Members of the ‘Omar Gomez’ Western War Front of the National Liberation Army (ELN) guerrilla line up in their camp on the banks of the San Juan River, Choco department, Colombia, on November 21, 2017.
© 2017 Luis Robayo/AFP/Getty Images
(Washington, DC) – The Colombian armed group known as the National Liberation Army (ELN) should unconditionally release all kidnapped people and reveal what happened to any who have died, Human Rights Watch said today.
Peace talks between the Colombian government and the ELN have been suspended since President Iván Duque took office in August 2018. Duque has said his government is willing to reinitiate talks if the group halts kidnappings, releases all captives, and “ends its criminal activities.” On October 19, Pablo Beltran, the ELN commander who heads the group’s negotiating team, told reporters that releases should be discussed at the negotiating table.
“Vulnerable communities across Colombia suffer terrible abuses at the hands of the ELN, and a peace agreement could eventually bring relief,” said José Miguel Vivanco, Americas director at Human Rights Watch. “But stalled negotiations are no excuse for holding civilians hostage.”
The number of people the group is holding is unclear. On October 18, the government’s high commissioner for peace, Miguel Ceballos, told reporters that the ELN is holding “more than 10” people kidnapped. Several newspapers have released lists of 10 people reportedly kidnapped. They include several who, according to press reports, could have died in ELN custody. Among them is Javier Enrique Alvernia González who was kidnapped in January 2014. A police commander told the press in 2016 that he had died in custody.

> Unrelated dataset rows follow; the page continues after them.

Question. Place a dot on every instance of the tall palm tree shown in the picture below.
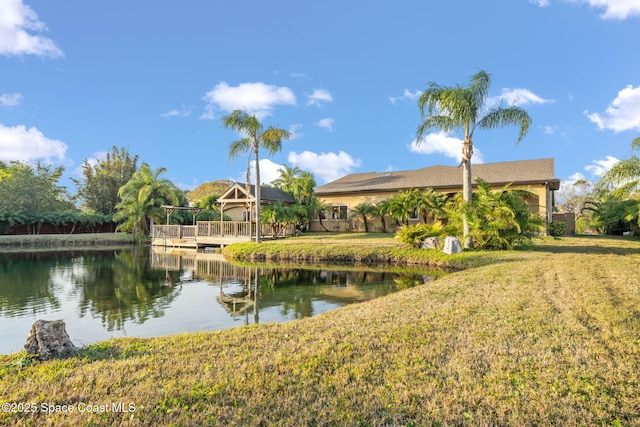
(365, 210)
(287, 179)
(254, 137)
(625, 175)
(462, 108)
(142, 198)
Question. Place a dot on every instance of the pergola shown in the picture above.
(171, 209)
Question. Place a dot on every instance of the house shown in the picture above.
(343, 194)
(239, 205)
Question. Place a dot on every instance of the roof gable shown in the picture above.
(517, 172)
(238, 193)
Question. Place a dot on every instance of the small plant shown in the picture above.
(415, 235)
(557, 228)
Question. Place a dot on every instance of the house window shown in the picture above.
(336, 213)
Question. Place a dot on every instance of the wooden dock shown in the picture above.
(202, 234)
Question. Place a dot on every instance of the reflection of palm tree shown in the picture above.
(124, 288)
(26, 283)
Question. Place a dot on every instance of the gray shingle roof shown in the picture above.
(523, 171)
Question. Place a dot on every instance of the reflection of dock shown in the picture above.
(201, 264)
(212, 266)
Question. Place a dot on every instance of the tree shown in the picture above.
(287, 179)
(98, 188)
(253, 138)
(32, 189)
(203, 191)
(142, 199)
(461, 108)
(497, 219)
(625, 175)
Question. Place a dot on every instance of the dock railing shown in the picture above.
(203, 229)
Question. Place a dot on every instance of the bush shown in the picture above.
(557, 228)
(415, 235)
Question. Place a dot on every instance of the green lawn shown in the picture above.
(544, 337)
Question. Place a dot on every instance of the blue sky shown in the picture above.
(78, 77)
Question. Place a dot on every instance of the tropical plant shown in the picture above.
(498, 219)
(382, 210)
(401, 207)
(316, 208)
(415, 235)
(254, 137)
(463, 108)
(279, 216)
(557, 228)
(142, 200)
(32, 189)
(101, 180)
(612, 214)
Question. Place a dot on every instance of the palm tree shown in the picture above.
(365, 209)
(253, 138)
(142, 199)
(625, 175)
(382, 209)
(461, 108)
(287, 179)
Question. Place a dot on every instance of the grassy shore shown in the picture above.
(63, 240)
(543, 337)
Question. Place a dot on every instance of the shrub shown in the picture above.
(415, 235)
(557, 228)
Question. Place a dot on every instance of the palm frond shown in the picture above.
(500, 117)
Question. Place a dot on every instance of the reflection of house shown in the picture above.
(343, 194)
(240, 205)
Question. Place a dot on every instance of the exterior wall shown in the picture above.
(540, 203)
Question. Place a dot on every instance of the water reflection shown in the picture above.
(143, 292)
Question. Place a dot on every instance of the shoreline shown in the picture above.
(544, 336)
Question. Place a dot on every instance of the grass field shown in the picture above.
(63, 240)
(544, 337)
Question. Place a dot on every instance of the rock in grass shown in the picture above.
(49, 339)
(452, 245)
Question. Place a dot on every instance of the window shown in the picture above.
(337, 213)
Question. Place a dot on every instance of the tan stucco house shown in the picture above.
(343, 194)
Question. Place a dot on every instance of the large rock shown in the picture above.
(430, 243)
(452, 245)
(49, 339)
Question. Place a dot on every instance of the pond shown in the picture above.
(143, 292)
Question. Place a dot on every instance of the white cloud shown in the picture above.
(325, 124)
(573, 178)
(319, 97)
(256, 98)
(294, 130)
(17, 23)
(411, 96)
(325, 166)
(20, 143)
(10, 99)
(599, 167)
(520, 96)
(443, 143)
(614, 9)
(268, 171)
(541, 3)
(622, 114)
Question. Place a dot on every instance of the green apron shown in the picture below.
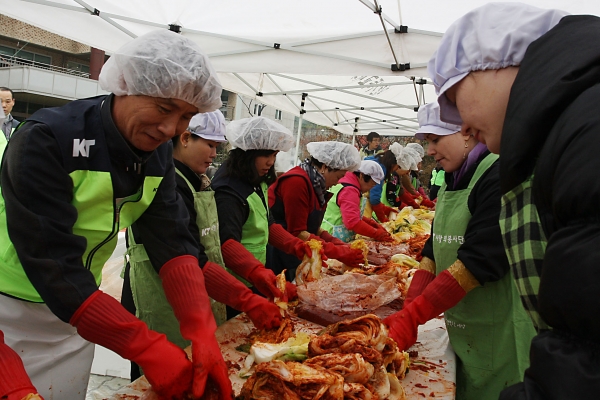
(488, 329)
(151, 304)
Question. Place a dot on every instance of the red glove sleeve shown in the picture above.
(442, 293)
(419, 282)
(286, 242)
(326, 236)
(408, 199)
(225, 288)
(351, 257)
(380, 212)
(14, 382)
(183, 283)
(238, 259)
(102, 320)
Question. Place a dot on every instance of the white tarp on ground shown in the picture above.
(257, 45)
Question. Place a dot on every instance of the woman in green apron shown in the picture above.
(241, 185)
(344, 214)
(464, 272)
(193, 152)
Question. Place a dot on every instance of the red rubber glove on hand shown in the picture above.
(326, 236)
(382, 211)
(419, 282)
(408, 199)
(102, 320)
(351, 257)
(225, 288)
(183, 283)
(371, 222)
(243, 263)
(440, 295)
(288, 243)
(14, 381)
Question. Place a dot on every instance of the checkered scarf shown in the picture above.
(525, 245)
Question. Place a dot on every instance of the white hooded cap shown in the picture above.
(373, 169)
(259, 133)
(163, 64)
(209, 126)
(417, 147)
(493, 36)
(336, 155)
(429, 122)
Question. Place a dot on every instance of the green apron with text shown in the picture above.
(151, 303)
(488, 329)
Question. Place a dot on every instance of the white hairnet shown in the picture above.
(429, 122)
(259, 133)
(418, 148)
(335, 155)
(492, 36)
(163, 64)
(210, 126)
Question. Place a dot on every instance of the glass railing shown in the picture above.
(9, 61)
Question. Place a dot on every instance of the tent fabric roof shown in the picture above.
(334, 50)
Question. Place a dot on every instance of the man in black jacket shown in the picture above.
(71, 179)
(525, 82)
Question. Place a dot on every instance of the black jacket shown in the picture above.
(552, 128)
(38, 193)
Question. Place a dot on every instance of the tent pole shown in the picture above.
(302, 111)
(355, 131)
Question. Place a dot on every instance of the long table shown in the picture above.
(432, 371)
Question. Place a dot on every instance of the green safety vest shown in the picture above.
(151, 304)
(333, 222)
(99, 219)
(489, 330)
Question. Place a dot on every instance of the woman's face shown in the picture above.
(264, 163)
(481, 99)
(366, 186)
(195, 152)
(332, 177)
(449, 150)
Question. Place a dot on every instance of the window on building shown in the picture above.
(75, 66)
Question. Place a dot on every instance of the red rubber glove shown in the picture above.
(351, 257)
(427, 203)
(419, 282)
(183, 283)
(14, 382)
(243, 263)
(371, 222)
(440, 295)
(326, 236)
(288, 243)
(291, 291)
(408, 199)
(102, 320)
(382, 211)
(225, 288)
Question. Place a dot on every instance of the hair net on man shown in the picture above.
(163, 64)
(335, 155)
(209, 126)
(259, 133)
(418, 148)
(493, 36)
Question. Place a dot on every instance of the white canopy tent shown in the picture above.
(353, 72)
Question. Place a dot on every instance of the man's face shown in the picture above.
(481, 99)
(147, 122)
(373, 144)
(7, 101)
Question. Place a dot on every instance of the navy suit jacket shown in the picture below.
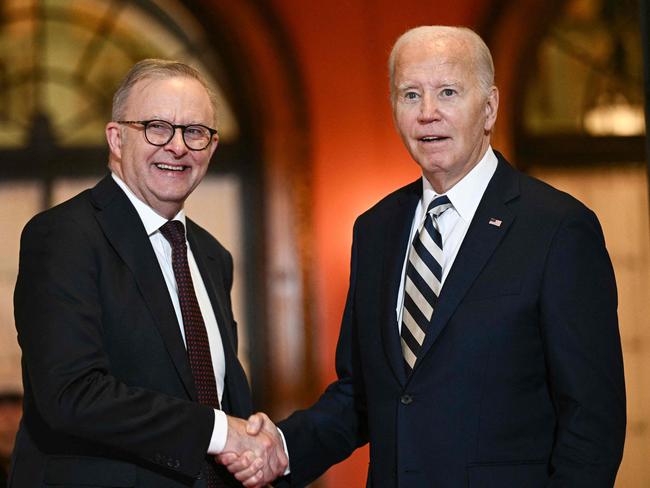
(109, 395)
(519, 382)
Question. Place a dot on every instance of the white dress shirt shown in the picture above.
(454, 222)
(152, 222)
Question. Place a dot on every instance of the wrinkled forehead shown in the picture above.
(155, 94)
(449, 56)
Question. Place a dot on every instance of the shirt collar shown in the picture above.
(151, 220)
(467, 193)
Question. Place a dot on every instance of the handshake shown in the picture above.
(254, 451)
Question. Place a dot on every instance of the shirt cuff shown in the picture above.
(286, 451)
(219, 433)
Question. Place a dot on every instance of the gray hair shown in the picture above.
(480, 53)
(157, 69)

Beltran said in an interview that some of the 10 cases had been “falsely attributed” to the ELN. He did not clarify which.

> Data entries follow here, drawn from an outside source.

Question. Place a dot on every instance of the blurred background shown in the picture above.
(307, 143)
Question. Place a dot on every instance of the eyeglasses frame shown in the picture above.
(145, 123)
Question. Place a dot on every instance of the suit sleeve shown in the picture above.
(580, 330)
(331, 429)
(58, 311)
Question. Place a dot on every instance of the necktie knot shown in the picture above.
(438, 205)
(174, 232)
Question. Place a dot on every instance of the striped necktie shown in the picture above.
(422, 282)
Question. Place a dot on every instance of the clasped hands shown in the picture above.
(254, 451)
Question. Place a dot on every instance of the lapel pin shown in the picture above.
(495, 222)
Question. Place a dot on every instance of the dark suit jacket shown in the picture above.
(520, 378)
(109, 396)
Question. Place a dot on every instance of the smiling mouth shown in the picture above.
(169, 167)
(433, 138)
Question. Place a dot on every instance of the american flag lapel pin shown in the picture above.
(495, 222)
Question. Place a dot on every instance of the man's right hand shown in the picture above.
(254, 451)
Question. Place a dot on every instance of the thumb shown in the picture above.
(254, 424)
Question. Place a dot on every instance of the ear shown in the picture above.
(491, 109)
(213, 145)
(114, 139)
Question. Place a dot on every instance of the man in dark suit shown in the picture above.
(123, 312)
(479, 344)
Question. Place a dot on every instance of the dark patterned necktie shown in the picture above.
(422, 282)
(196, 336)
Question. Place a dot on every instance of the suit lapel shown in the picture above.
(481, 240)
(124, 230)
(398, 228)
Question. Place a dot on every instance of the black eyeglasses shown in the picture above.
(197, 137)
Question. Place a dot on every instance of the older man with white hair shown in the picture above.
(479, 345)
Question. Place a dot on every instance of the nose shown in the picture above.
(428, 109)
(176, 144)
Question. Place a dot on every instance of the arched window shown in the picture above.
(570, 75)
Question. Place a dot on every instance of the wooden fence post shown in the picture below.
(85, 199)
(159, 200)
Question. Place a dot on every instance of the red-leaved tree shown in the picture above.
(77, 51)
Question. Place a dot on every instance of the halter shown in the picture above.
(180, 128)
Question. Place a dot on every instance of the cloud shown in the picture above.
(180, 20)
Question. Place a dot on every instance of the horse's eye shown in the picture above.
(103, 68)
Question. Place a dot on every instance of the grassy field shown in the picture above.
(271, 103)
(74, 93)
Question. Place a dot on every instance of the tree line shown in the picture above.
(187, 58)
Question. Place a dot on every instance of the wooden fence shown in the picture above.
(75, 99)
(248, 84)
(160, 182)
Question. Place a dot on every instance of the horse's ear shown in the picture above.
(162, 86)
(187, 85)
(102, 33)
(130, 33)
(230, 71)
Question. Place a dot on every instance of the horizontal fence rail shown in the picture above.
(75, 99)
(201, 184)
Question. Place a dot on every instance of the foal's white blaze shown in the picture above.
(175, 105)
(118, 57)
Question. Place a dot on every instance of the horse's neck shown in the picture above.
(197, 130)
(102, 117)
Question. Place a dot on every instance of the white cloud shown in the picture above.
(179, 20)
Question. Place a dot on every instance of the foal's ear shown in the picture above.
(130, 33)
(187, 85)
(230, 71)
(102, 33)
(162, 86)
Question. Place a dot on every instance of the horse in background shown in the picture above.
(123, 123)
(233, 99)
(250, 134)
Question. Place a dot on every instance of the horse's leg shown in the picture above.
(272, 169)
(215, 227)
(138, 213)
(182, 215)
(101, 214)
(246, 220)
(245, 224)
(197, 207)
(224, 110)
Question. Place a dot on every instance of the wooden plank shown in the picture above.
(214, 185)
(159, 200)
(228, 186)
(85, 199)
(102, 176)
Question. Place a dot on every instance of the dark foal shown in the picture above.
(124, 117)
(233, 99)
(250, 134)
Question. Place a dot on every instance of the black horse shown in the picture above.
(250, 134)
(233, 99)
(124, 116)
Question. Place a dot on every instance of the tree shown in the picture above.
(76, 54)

In April, “Pablito,” an ELN commander in the eastern province of Arauca, told reporters that his troops were holding José Leonardo Ataya Rodríguez, a public utility manager in Arauca, and Rafael Andrés Riaño Barrero, an employee of the oil company Ismocol. Ataya’s father told reporters that he had visited a guerrilla camp in Venezuela to negotiate his son’s release.
On October 24, Ceballos announced two more kidnapping victims for whom Colombian security forces hold the ELN responsible: Diana Maria Toro Vélez, a businesswoman who was kidnapped on September 27 in the Amaga municipality, and Fredy Arlendy Rangel Carmona, a security worker in a commercial firm, who was kidnapped on July 24, in the Andagoya municipality. The ELN has not claimed responsibility in these cases.
The ELN has repeatedly engaged in kidnappings. On September 7, for example, the group kidnapped 15-year-old Mayerli Cortés Rodríguez, whom it accused of being a government informant. She was released on September 19.
The ELN has consistently held that international humanitarian law (IHL) does not prohibit kidnappings. On September 21, the group tweeted that “kidnappings do not exist under IHL. Detention of soldiers, police, and contractors on behalf of the ELN is a legitimate action.” Similarly, in April, “Pablito” told reporters that the ELN has a “right to retain people for economic or political purposes” because it is an “insurgent revolutionary organization.” He added, “If [the government] doesn’t want us to retain people, let’s find an agreement, that’s a task for the [negotiating] table.”
The abduction of civilians, commonly referred to as kidnapping in Colombia and labeled “retention” by the ELN, is a violation of international humanitarian law. Detaining someone to compel another party to take action to obtain their release is hostage-taking, which is a war crime, Human Rights Watch said.
“International humanitarian law prohibits hostage taking,” Vivanco said. “This obligation is one that cannot be open to negotiation.”